Safety in ground transportation and aviation traffic is highly dependent on reliable fog forecast. Some kinds of statistical method have been used in the early days of fog forecast but with the development of dependable numerical models during the past several decades, numerical prediction of fog is becoming more common. Fog is a phenomenon that occurs in the planetary boundary layer, which means that a fine resolution in vertical grids is essential for a successful numerical simulation of fog. However, implementing a fine resolution in a 3D model setting is computational very expensive. Recently, there have been several attempts to build a coupled system of a fine resolution 1D model and a 3D mesoscale model with usual grid resolution. Kim and Yum (2012 and 2013), for instance, designed the coupled system of PArameterized FOG (PAFOG) as 1D turbulence model and Weather Research and Forecasting (WRF) as 3D mesoscale model. In these studies, hourly output from WRF model was provided as the initial conditions and as horizontal advection of heat and moisture to PAFOG to account for the simulation of sea fogs over the Yellow Sea.

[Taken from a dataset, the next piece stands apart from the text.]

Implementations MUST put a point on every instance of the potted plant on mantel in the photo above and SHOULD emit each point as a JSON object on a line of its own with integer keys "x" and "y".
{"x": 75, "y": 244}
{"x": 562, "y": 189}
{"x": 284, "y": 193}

The Unified Model (UM) was utilized recently as the operational weather prediction model by Korea Meteorological Administration. Therefore fog forecasting needs to be done within this framework in Korea. In this study we examine the performance of the PAFOG+UM coupled system to check the reliability of the system as an operational fog forecasting system for sea fogs, which hampers aviation traffic at the Incheon International Airport, the major airport in Korea, located in a coastal island. These results are also compared with the results from the PAFOG+WRF coupled system. As Kim and Yum (2012, 2013) did, sea fogs are classified into two classes, warm and cold sea fogs, based on the difference of sea surface temperature (SST) and air temperature (T): warm sea fog if SST > T. Detailed discussion will be made in the conference.